The Lincoln School is a former African-American schools that was listed on the National Register of Historic Places.  The school was built in 1925 with assistance from the Rosenwald Fund to house a black school that previously had been located in the Pikeville Chapel African Methodist Episcopal Zion Church.  The building design is characteristic of a Rosenwald school, with a gable roof, tall narrow batteries of windows, and short piers.

The school operated until 1965, educating children from kindergarten through grade 8.  It was listed on the National Register in 1993..

LOCATION: 457 Grove Street

Pikeville Chapel A.M.E. Zion Church

The church was built in 1870, during Reconstruction.  It was used by multiple congregations and also served as the community’s black school until 1925, when a Rosenwald school (Lincoln School) was built.

A survey of Tennessee African-American churches conducted in the 1990’s identified it as the oldest extant African-American church building in the state.

The church still houses an active congregation.  it was added to the National Register of Historic Places in 1999.

LOCATION:  East Valley Road

Pikeville During the Civil War

The site of the Bledsoe County Courthouse is the site of the first courthouse which was completed by 1821.  During the Civil War, in August 1862, Confederate Genearl Braxton Bragg led his Army of Tennessee north from Chattanooga to invade Kentucky.  A confederate veteran later state that “General Bragg and his army used the courthouse as a hospital” in August and September.

LOCATION:  3150 Main Street

Pratt House

The Colonial Revival house is a contributing structure in the South main Street Historic District.  According to the district’s National Register nomination (which refers to it as the Will S. Lloyd House), it has an irregular plan, double-hung sash windows and an interior brick chimney with a corbelled top.

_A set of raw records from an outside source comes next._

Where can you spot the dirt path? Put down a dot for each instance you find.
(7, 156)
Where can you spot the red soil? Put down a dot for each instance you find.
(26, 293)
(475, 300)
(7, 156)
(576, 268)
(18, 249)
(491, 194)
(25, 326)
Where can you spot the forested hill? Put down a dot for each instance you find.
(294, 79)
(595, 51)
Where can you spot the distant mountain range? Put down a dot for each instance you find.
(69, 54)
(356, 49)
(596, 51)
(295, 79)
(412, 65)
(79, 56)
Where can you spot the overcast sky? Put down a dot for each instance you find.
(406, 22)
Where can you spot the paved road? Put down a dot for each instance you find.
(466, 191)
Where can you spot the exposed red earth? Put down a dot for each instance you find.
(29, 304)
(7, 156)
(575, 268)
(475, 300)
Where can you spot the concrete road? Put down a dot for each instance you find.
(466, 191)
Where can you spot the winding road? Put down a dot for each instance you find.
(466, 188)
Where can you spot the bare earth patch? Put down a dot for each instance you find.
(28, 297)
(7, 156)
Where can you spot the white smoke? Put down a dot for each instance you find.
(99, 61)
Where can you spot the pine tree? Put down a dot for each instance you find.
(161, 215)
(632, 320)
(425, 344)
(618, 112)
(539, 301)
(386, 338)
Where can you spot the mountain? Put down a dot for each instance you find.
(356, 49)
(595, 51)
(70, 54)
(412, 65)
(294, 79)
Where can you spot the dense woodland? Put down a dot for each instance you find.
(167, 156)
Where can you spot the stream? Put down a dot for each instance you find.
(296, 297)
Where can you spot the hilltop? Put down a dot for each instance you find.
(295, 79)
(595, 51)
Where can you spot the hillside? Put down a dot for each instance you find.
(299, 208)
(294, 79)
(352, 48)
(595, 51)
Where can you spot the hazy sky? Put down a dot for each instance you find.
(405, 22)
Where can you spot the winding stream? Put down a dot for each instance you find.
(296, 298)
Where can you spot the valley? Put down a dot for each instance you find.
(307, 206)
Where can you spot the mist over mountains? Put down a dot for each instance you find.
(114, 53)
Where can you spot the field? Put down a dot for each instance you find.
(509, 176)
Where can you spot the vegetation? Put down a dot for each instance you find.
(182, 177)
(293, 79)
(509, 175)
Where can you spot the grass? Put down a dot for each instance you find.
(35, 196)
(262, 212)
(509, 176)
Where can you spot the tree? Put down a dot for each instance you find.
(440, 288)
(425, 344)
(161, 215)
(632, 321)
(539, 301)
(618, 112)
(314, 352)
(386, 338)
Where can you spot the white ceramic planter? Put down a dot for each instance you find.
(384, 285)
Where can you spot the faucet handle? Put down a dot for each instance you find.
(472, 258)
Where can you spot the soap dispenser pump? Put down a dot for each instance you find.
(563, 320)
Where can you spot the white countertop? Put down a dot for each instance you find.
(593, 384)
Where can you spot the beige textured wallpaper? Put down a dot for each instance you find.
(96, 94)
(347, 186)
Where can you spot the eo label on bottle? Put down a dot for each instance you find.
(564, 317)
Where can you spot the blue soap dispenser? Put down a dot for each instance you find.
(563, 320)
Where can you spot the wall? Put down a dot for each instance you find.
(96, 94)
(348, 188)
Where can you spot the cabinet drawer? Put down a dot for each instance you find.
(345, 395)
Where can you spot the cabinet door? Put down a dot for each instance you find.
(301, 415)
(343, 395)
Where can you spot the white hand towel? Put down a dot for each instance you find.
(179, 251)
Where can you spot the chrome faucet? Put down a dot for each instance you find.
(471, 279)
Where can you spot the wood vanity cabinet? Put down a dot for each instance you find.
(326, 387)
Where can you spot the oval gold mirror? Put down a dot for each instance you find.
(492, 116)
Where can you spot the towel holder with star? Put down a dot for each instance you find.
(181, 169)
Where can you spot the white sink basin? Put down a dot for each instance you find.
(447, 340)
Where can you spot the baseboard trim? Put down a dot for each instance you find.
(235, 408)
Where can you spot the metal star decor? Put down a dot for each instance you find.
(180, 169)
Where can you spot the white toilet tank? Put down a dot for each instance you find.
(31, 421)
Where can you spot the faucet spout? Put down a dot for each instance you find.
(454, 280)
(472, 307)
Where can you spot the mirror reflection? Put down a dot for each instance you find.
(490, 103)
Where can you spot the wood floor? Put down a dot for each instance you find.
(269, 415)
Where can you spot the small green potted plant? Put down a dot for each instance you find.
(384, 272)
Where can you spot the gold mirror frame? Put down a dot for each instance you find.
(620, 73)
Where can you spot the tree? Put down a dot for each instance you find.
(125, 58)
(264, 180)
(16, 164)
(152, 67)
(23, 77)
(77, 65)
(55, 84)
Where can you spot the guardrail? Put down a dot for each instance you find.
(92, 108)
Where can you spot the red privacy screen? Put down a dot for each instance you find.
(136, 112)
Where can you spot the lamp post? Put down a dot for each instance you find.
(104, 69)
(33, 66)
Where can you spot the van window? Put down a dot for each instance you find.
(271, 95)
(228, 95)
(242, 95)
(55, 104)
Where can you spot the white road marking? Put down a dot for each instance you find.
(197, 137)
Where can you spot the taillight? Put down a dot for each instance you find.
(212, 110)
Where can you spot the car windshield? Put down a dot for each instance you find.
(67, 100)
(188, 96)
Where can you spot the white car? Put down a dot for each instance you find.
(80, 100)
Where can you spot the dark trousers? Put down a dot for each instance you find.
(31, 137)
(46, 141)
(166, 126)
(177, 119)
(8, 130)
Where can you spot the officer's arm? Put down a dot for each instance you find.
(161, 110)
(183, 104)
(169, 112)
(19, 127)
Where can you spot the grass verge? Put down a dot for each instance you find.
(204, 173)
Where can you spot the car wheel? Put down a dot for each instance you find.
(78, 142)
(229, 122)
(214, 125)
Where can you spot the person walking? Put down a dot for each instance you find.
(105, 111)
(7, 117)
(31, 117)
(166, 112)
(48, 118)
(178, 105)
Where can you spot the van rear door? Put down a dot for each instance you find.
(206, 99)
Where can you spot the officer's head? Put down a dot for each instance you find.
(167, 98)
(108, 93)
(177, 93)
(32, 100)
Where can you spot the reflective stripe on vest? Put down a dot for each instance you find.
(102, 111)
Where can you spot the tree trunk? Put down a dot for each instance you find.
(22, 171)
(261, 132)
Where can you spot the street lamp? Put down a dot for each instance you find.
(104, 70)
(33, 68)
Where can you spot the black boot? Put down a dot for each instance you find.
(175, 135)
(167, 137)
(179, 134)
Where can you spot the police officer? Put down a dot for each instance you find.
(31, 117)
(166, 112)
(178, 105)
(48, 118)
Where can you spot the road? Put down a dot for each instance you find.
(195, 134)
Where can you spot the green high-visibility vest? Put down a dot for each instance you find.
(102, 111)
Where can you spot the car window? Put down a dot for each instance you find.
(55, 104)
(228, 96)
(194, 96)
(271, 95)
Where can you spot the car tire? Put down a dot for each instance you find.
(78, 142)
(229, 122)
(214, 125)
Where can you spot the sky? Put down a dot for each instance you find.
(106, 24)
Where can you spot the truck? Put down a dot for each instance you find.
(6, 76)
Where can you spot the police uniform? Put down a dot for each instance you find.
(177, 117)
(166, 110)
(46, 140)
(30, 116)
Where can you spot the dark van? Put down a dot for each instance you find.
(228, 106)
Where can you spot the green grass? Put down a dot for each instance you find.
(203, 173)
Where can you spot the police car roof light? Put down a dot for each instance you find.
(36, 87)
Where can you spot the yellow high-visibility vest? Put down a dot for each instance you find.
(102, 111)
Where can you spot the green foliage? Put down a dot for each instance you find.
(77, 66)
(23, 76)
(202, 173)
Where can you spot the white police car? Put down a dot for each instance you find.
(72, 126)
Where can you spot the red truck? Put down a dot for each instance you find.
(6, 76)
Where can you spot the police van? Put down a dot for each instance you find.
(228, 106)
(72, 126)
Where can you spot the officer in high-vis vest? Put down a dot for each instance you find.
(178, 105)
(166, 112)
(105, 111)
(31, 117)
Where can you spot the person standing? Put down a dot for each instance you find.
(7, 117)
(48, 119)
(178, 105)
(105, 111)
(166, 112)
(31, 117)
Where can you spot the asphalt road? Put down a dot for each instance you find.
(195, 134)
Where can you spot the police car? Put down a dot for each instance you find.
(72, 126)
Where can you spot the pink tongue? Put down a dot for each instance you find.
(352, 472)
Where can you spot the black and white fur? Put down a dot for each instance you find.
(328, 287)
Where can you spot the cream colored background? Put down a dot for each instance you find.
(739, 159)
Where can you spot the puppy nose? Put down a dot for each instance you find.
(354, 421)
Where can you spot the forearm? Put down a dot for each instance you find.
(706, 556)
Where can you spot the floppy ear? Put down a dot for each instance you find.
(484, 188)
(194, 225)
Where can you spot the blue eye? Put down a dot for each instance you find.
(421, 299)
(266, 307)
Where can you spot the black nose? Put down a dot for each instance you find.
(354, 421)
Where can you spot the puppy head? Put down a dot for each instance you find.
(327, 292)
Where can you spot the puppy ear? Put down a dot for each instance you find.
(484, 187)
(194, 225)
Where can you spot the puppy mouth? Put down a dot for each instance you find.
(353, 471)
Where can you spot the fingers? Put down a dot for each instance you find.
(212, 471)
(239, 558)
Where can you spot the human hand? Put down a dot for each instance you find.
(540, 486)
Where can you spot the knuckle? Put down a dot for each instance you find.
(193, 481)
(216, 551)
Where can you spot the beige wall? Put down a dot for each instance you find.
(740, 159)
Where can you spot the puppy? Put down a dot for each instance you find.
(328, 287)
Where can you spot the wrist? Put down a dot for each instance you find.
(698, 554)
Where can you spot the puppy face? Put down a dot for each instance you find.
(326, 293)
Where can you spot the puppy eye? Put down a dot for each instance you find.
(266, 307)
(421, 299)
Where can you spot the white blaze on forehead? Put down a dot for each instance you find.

LOCATION:  2757 Main Street

R.E. Winsett

Gospel music publisher and hymnodist Robert Emmett (R.E.) Winsett composed many sacred songs, “Jesus Is Coming Soon: being the most well known, but his reputation rests more upon his publishing endeavor.  The R.E. Winsett Publishing Company produced more than 60 hymnals and reportedly sold millions of copies to churches, individuals, and singing schools across the country.

Born on a farm in Pikeville, on January 15, 1876, and raised in New Harmony, Winsett experienced a religious awakening at age 7 and began writing hymns.

R.E. Winslett dies on June 26, 1952, his best-known hynm, “Jesus Is Coming Soon,” was recorded by several artists, including the Oak Ridge Boys, and became the Song of the Year at the first Gospel Music Association Dove awards in 1969.  Winsett was inducted into the Southern Gospel music Hall of Fame in 2002.

LOCATION:  2872 Main Street

T.A. Pope House

The T.A. Pope House was built in 1906. This beautiful home, listed on the national Historic Register, is an example of the beautiful Classic Revival Style architecture, rich with character, steeped in history. The house has the original brick wall/cast iron fence around the property and a detached garage added in 1920.  The two-story Pope House features a wraparound porch on three sides, Corinthian and Ionic columns and double-hung sash windows. 

Thomas Alexander Pope was the president of First National Bank when he had the house built.  He died in 1965, at 91 years of age.  The home is now Red Bird Manor, a wedding venue and event space in the heart of historic Pikeville.